Ma per farlo è necessario dotarsi di strumenti per trasformare la ricerca in innovazione, che non sono affatto la stessa cosa. E, come non c’e innovazione senza ricerca, per portare le invenzioni fuori dai laboratori l’idea non basta: ci vuole quello che in gergo tecnico si chiama trasferimento tecnologico: è il processo che serve a trasformare un’idea o un risultato accademico in un prodotto vendibile sul mercato. È anche uno degli obiettivi, sia per l’Italia che per l’Europa, per rendersi indipendenti ed evitare di ritrovarsi nel ruolo di importatori di tecnologie, e per affrontare le grandi sfide sociali che ci attendono. E anche in questo il Politecnico fa la sua parte.  
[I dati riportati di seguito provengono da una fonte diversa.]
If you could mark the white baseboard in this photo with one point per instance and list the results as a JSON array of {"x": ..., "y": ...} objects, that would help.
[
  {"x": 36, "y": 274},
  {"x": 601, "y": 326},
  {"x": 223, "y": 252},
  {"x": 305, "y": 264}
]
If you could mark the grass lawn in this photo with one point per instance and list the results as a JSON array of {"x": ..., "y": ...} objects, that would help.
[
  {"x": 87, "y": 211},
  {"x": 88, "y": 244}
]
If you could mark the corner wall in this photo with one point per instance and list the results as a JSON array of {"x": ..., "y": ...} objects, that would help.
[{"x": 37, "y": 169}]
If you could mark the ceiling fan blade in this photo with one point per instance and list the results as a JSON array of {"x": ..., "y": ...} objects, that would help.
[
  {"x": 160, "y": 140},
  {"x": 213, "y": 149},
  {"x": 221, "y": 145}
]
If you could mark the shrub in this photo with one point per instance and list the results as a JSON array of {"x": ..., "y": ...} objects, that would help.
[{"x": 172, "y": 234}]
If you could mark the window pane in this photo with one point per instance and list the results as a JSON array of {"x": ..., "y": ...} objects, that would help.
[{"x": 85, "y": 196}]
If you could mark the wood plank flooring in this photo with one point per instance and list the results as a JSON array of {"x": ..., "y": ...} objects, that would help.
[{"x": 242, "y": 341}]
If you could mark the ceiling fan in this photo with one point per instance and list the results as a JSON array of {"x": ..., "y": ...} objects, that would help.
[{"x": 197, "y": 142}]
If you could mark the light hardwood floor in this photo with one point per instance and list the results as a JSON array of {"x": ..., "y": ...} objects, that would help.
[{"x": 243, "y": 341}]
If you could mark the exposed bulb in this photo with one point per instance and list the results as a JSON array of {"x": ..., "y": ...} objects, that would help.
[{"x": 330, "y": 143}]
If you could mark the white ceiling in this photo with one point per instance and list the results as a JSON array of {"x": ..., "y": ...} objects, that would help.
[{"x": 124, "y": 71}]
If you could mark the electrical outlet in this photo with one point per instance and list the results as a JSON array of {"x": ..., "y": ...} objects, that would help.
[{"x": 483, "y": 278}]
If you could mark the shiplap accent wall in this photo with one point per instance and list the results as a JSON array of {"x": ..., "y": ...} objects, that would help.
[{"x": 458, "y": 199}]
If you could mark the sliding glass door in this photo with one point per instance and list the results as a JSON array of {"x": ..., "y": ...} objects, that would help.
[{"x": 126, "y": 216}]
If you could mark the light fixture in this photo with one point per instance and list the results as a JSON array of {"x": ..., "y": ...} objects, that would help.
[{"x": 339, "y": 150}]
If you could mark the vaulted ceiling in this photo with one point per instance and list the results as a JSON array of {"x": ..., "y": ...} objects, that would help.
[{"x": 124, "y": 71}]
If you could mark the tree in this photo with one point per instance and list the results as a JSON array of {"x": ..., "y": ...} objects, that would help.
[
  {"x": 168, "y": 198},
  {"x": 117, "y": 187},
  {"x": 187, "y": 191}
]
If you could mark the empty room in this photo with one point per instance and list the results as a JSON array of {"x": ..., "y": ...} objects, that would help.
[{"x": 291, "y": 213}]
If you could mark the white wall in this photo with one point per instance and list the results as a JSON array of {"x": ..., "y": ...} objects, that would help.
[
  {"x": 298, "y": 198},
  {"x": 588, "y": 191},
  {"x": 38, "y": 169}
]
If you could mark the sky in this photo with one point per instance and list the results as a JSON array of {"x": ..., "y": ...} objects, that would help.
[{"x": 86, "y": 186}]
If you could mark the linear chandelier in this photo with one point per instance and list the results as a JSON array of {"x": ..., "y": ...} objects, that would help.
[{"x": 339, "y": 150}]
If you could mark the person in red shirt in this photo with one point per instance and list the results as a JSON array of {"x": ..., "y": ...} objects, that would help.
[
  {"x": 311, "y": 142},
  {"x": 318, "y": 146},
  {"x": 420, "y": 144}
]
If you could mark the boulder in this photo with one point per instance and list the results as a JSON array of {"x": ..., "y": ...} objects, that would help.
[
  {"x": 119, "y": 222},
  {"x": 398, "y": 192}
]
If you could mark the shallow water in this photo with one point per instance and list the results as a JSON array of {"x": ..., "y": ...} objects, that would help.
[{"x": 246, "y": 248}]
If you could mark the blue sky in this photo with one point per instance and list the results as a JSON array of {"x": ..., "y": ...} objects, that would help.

Inventori di oggi: dal laboratorio all’impresa  

Al Poli ci sono diversi strumenti che servono a far crescere il Technology Readiness Level (TRL), cioè il livello di maturità tecnologica di un progetto, e valorizzarlo dal punto di vista dell’impatto socio-economico. Uno di questi strumenti è Switch2Product (S2P), il Programma d’Innovazione organizzato dall’Ateneo in collaborazione con PoliHub e con le Officine Innovazione di Deloitteche mette in contatto ricercatori e investitori per elaborare un proof- of-concept. Poi c’è PoliHub, l’Innovation Park & Startup Accelerator del Politecnico di Milano, che segue i ricercatori fino al raggiungimento di TRL 5 (cioè la fase in cui si dimostra che la tecnologia funziona anche fuori dalle condizioni controllate del laboratorio accademico) e nel product/market fit. A quel punto, i ricercatori sono pronti per costituire una start up, ricevendo dagli investitori una cifra tra i 500 mila e il milione di euro.  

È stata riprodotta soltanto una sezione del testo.